M2P Fintech specializes in providing API infrastructure that allows businesses to implement their own branded financial services in collaboration with fintech firms, while ensuring they adhere to regulatory standards. The company operates in more than 30 markets across Asia Pacific, MENA, and Oceania, asserting that it supports over 200 banks and 300 lenders.

Despite backing from Tiger Global, M2P Fintech has not released a detailed revenue breakdown for the previous fiscal year. The company earns revenue from various streams, including fees for API usage, card issuance and management, platform subscriptions, commissions from banking collaborations, and cross-border foreign exchange services.

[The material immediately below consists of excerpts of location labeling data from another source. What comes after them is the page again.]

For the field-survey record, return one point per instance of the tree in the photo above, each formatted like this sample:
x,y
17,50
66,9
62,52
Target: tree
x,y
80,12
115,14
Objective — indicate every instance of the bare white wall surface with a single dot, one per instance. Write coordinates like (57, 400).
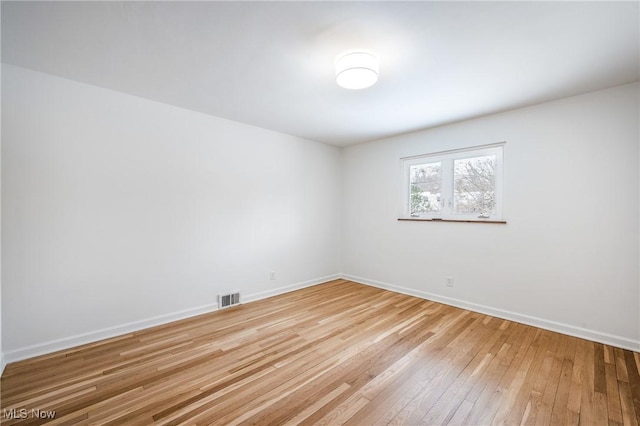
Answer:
(120, 212)
(568, 257)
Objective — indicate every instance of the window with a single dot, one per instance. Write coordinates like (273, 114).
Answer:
(454, 185)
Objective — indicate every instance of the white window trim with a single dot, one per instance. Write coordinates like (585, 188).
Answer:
(447, 158)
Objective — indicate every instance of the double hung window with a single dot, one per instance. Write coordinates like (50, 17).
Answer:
(454, 185)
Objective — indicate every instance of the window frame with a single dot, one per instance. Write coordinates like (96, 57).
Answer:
(447, 158)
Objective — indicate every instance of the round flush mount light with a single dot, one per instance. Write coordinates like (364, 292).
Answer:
(356, 70)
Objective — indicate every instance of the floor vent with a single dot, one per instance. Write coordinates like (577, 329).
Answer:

While M2P claims operations in 30 global markets, its export revenue was only Rs 4.6 crore, reflecting a significant 76.2% decrease compared to Rs 19.3 crore in FY23. For M2P, employee benefits constituted the largest portion of expenses, making up 47.5% of total costs. This expense rose by 33.5% to Rs 251 crore in FY24, which includes a non-cash ESOP charge of Rs 36 crore. Despite a contraction in scale, costs associated with technology, cloud services, and co-branding decreased by 56.4% to Rs 160 crore in FY24.

Other expenses, such as legal fees, advertising, impairments, travel, and overheads led to M2P Fintech’s total expenditure reaching Rs 528 crore, reflecting a 15.2% decrease from FY23. A detailed breakdown of these costs can be found in various financial reports.

Even with a 13.4% decline in scale, substantial cost reductions in technology spending enabled M2P Fintech to maintain its losses at Rs 134 crore in FY24, which is consistent with FY23 figures. On a unit basis, M2P spent Rs 1.38 for every rupee earned during FY24.

At the close of FY24, M2P Fintech noted a negative ROCE of -28.23% and an EBITDA margin of -22.51%. Its total current assets amounted to Rs 318 crore, which includes Rs 78 crore in cash and bank balances as of March 2024.

M2P Fintech has successfully raised over $200 million to date, which encompasses $100 million from its Series D funding round led by Helios Investment Partners last year. As per data from startup intelligence platforms, Beenext is identified as the major external investor, followed by Tiger Global and Helios Partners.

Recently, M2P acquired Chennai-based Mad Street Den for approximately $10-15 million. This acquisition has been described as a distress sale, attributed to Mad Street Den’s struggle to secure sufficient funding for future expansion. The liquidity status of M2P appears to have influenced this acquisition, alongside the goal of leveraging Mad Street Den’s assets to enhance AI capabilities and efficiency within its own offerings. The impact of this acquisition on the company’s balance sheet, particularly relating to goodwill, will be closely monitored, as stakeholders await potential improvements in margins and a strategic return to growth and profitability.